Corte di Cassazione – Sezione Quinta Penale, Sentenza 17 febbraio 2017, n. 763
La Corte di Cassazione ha stabilito che il praticante dell’avvocato che si presenta al cliente come il professionista incaricato di trattare il caso, riscuote acconti, firma quietanze e intrattiene contratti con la controparte è penalmente perseguibile a norma dell’articolo 348 del Codice Penale per esercizio abusivo di una professione.
Il caso in oggetto
Il praticante di uno studio legale, non ancora abilitato all’esercizio della professione forense, veniva tratto a giudizio con l’accusa di esercizio abusivo di una professione, per essersi mostrato, in una controversia in materia di risarcimento danni, come avvocato incaricato della trattazione della pratica con la compagnia assicuratrice.
Avverso la sentenza della Corte territoriale, che aveva confermato la sentenza di condanna in primo grado, l’imputato proponeva ricorso per Cassazione, lamentando, tra gli altri, il fatto che lo stesso non avesse mai compiuto atti tipici della professione forense, ma si fosse limitato a seguire la vicenda che opponeva la famiglia dell’assicurato alla compagnia assicuratrice per conto del proprio dominus, titolare dello studio legale.
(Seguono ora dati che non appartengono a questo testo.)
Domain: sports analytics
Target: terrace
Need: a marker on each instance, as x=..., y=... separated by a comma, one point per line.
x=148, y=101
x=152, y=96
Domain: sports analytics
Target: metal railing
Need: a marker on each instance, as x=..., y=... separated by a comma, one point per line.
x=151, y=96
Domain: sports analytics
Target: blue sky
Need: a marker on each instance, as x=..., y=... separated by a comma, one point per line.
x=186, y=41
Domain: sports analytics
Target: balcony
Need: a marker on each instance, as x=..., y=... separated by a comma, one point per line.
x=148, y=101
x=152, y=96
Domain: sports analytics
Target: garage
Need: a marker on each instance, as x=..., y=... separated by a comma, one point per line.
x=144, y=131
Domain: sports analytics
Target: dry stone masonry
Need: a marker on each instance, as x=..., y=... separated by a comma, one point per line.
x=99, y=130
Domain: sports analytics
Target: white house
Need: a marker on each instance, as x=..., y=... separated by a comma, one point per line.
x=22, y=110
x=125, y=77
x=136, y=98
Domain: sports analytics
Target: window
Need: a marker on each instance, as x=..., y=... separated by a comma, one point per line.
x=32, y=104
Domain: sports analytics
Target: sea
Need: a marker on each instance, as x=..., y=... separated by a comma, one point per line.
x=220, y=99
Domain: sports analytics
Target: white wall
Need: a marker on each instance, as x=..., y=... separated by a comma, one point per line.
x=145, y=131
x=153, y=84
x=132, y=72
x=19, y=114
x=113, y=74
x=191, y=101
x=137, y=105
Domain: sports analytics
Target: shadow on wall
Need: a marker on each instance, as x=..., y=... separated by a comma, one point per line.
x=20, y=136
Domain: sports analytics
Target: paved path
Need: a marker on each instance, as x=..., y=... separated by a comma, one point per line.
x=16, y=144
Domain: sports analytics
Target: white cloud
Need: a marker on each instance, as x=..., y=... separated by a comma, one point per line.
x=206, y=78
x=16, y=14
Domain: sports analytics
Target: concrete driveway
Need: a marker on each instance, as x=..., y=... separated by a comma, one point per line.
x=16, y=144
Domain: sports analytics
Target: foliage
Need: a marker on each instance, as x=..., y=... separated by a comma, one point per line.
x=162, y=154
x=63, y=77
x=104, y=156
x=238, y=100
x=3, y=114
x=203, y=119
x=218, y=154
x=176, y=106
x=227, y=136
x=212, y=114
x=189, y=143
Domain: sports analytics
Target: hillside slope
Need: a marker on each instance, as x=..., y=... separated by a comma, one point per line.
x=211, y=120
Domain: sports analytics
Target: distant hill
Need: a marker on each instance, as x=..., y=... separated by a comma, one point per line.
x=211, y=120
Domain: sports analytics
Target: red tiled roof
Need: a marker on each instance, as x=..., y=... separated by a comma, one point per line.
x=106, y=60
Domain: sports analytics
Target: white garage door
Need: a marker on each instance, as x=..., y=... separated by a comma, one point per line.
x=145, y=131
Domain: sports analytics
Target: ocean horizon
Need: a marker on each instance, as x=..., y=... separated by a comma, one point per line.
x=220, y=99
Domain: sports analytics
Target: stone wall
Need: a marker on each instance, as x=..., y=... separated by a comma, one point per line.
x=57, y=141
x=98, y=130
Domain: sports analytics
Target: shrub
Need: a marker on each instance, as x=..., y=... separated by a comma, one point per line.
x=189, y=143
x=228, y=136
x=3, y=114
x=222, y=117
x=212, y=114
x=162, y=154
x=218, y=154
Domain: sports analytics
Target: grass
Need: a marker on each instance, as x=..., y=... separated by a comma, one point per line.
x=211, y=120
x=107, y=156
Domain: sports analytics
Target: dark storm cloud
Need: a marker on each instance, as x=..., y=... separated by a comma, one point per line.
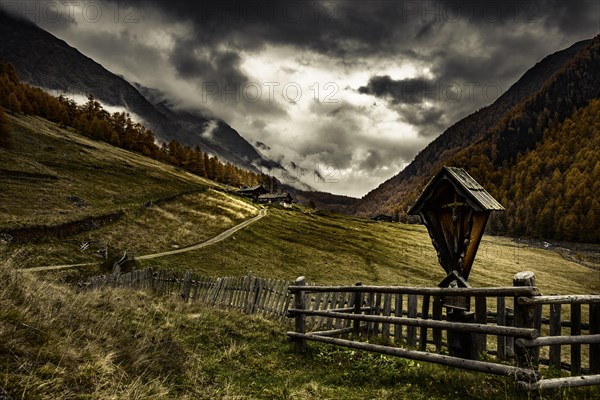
x=206, y=65
x=409, y=91
x=456, y=47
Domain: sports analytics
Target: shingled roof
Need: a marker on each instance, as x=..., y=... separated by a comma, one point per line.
x=464, y=184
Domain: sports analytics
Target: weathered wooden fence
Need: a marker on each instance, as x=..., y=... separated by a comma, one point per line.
x=249, y=294
x=510, y=323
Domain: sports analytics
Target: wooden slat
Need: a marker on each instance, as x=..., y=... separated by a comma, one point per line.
x=398, y=313
x=411, y=337
x=358, y=302
x=437, y=316
x=555, y=330
x=481, y=318
x=377, y=311
x=423, y=329
x=371, y=304
x=595, y=329
x=288, y=299
x=387, y=306
x=501, y=321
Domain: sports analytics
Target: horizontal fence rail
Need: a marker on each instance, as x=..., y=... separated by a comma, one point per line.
x=249, y=294
x=513, y=324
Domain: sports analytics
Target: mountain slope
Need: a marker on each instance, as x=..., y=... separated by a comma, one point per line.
x=393, y=193
x=48, y=62
x=494, y=137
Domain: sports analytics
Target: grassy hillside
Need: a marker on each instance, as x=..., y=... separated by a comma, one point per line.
x=52, y=177
x=336, y=249
x=57, y=343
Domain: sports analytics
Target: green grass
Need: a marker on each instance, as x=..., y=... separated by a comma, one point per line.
x=335, y=249
x=57, y=343
x=105, y=178
x=107, y=344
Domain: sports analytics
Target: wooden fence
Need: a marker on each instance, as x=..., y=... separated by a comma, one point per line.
x=250, y=294
x=514, y=323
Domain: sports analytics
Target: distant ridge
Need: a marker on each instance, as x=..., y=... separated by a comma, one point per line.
x=493, y=145
x=48, y=62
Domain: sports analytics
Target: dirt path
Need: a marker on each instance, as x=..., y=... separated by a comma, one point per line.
x=211, y=241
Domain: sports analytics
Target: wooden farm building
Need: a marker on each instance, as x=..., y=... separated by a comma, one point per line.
x=253, y=192
x=276, y=198
x=383, y=218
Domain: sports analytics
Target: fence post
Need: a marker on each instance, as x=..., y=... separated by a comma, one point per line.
x=594, y=329
x=357, y=311
x=299, y=304
x=525, y=318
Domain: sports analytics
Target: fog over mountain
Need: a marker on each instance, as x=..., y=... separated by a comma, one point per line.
x=353, y=89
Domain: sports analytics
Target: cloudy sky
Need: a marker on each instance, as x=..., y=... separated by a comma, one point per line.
x=352, y=88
Per il ricorrente, l’aver fatto sottoscrivere ai clienti quietanze ed attestazioni di pagamento e l’aver ricevuto acconti in denaro non rappresenterebbe un’attività tipica della professione legale.
La decisione della Corte di Cassazione
Richiamando un consolidato orientamento giurisprudenziale, secondo cui: “integra il reato di esercizio abusivo di una professione (art. 348 cod. pen.), il compimento senza titolo di atti che, pur non attribuiti singolarmente in via esclusiva a una determinata professione, siano univocamente individuati come di competenza specifica di essa, allorché lo stesso compimento venga realizzato con modalità tali, per continuità, onerosità e organizzazione, da creare, in assenza di chiare indicazioni diverse, le oggettive apparenze di un’attività professionale svolta da soggetto regolarmente abilitato” (Corte di Cassazione, Sezioni Unite Penali, 23 marzo 2012, n. 11454), i giudici di legittimità hanno ritenuto corretta ed incensurabile la pronuncia della Corte territoriale.
In conclusione, le attività poste in essere dall’imputato, ossia tenere contatti con la compagnia assicuratrice, far firmare quietanze all’esito di trattative stragiudiziali e ricevere acconti in denaro, sebbene non esclusive della professione di avvocato, ma al contempo tipiche di tale professione, erano tali da ingenerare nei confronti dei propri clienti e della controparte, in assenza di contrarie indicazioni, la convinzione che lo stesso fosse abilitato all’esercizio della professione forense.
Il comportamento tenuto dall’imputato integrerebbe la condotta tipica del reato di specie, ragion per cui la Suprema Corte ha rigettato il presente motivo di gravame.